The Qinghai-Tibetan Plateau (Q-TP hereafter) has experienced dramatic warming in recent decades, resulting in severe effects on the ecosystems and downstream. However, none of previous studies investigated elevation-dependency temperature trend with the high resolution over the long-term period. Based on monthly temperature dataset with 0.1° developed by generative adversarial network, elevation-dependency temperature trend over the Q-TP and 5 climate zones (humid, humid-semihumid, semihumid, semiarid, arid region) during 1901–1946, 1946–1965, 1965–1997 and 1997–2015 are investigated.
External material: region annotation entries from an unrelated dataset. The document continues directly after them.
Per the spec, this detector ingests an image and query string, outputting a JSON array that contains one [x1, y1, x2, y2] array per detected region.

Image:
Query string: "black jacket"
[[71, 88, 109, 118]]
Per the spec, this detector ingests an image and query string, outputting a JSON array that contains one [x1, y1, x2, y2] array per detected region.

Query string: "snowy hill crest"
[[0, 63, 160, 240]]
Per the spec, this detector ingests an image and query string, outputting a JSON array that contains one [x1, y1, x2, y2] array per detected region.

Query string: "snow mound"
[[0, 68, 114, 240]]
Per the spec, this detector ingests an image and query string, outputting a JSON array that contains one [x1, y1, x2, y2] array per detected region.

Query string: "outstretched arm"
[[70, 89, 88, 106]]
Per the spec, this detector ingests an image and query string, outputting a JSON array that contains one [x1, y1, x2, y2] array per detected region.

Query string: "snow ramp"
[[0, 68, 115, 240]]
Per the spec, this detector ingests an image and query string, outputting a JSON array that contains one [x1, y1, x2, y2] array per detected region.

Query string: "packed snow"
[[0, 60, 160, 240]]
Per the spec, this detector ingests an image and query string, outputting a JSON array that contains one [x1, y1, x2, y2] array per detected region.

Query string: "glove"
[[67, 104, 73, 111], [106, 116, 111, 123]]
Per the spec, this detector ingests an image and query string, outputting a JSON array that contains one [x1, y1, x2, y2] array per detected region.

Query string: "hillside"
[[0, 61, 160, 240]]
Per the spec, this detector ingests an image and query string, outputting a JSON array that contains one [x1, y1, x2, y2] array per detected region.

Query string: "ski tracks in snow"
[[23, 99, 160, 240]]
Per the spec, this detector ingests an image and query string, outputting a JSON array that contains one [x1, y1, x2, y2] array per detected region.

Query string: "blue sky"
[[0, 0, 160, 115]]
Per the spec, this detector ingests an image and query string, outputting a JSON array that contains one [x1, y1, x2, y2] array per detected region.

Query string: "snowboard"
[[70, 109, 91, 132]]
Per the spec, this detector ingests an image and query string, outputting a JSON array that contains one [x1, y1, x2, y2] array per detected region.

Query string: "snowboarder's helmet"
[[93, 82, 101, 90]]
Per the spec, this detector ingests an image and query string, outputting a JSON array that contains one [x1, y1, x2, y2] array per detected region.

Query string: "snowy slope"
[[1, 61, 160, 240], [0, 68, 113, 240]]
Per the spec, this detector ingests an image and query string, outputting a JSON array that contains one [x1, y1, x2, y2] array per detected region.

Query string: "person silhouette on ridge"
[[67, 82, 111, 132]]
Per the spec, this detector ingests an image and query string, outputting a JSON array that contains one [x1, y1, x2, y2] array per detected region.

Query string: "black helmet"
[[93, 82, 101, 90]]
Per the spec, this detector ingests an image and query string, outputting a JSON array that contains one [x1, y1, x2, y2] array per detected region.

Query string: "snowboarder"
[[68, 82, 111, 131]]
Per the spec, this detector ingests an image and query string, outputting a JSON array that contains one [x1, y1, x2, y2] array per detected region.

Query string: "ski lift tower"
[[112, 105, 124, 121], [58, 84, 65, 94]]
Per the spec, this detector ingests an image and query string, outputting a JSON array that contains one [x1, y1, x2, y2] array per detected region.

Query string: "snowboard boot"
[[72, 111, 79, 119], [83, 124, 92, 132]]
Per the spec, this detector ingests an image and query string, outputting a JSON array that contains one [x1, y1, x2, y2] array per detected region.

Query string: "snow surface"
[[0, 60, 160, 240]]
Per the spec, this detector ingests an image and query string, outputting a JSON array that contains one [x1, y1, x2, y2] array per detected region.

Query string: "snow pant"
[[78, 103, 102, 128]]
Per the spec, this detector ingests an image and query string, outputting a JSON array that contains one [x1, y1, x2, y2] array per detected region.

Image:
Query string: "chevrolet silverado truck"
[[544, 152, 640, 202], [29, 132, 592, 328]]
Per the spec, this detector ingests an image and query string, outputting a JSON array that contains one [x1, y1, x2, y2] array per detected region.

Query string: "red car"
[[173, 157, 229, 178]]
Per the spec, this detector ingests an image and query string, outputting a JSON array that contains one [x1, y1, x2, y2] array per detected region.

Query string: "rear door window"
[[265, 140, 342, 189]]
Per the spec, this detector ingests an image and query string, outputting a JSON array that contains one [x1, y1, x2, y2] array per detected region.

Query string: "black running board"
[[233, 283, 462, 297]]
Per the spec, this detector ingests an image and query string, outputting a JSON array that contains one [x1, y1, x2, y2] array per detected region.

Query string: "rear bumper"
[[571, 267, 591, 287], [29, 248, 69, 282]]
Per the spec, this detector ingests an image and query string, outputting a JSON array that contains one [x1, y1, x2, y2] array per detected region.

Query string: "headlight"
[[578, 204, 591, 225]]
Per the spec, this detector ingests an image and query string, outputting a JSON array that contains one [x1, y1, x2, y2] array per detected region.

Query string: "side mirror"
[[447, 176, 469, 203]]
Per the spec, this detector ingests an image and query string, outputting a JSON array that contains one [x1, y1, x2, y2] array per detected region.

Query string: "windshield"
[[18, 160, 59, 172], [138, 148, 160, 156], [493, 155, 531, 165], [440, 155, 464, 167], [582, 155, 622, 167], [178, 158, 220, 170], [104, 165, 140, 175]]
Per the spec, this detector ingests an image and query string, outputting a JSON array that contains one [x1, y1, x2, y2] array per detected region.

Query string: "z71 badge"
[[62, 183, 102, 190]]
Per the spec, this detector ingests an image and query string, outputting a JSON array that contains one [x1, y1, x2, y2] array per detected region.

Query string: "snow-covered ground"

Snow cover (SNC), high cloud cover (HCC), middle cloud cover (MCC), specific humidity (SHUM) and soil moisture content (SOILM) are introduced to analyze possible mechanism. There are 4 cases of elevation-dependency temperature trend, which are positive/negative elevation-dependency warming (EDW+/EDW–) and cooling (EDC+/EDC–). These patterns (EDW+, EDW–, EDC+ and EDC–) are identified as warming/cooling trends that become stronger/weaker with increasing elevation. EDW– signal is found during 1901–1946 due to the influence of SOILM. The most prominent EDW– signal occurs over the arid region. EDC+/− is presented during 1946–1965 under the dominance of SHUM and SOILM. The stronger EDC signal is shown over the arid and semiarid region than over the humid-semihumid region. The subtle EDW+ signal is shown over the semihumid, semiarid and arid regions during 1965–1997 when SOILM has a relatively large contribution to temperature trend. The robust EDW+ signal is exhibited from 1997 to 2015 when SNC plays a vital role in regulating the temperature change. There is a more significant EDW+ over the humid, humid-semihumid, and semihumid regions than that over the semiarid and arid regions during this period. Above all, SNC, SHUM and SOILM are found to be the primary contributors to elevation-dependency temperature trend. SOILM and SHUM are associated with hydrological effects and control temperature variations over the Q-TP during 1901–1997. SNC is related to snow/ice-albedo feedback and dominates temperature variations over the Q-TP during 1997–2015.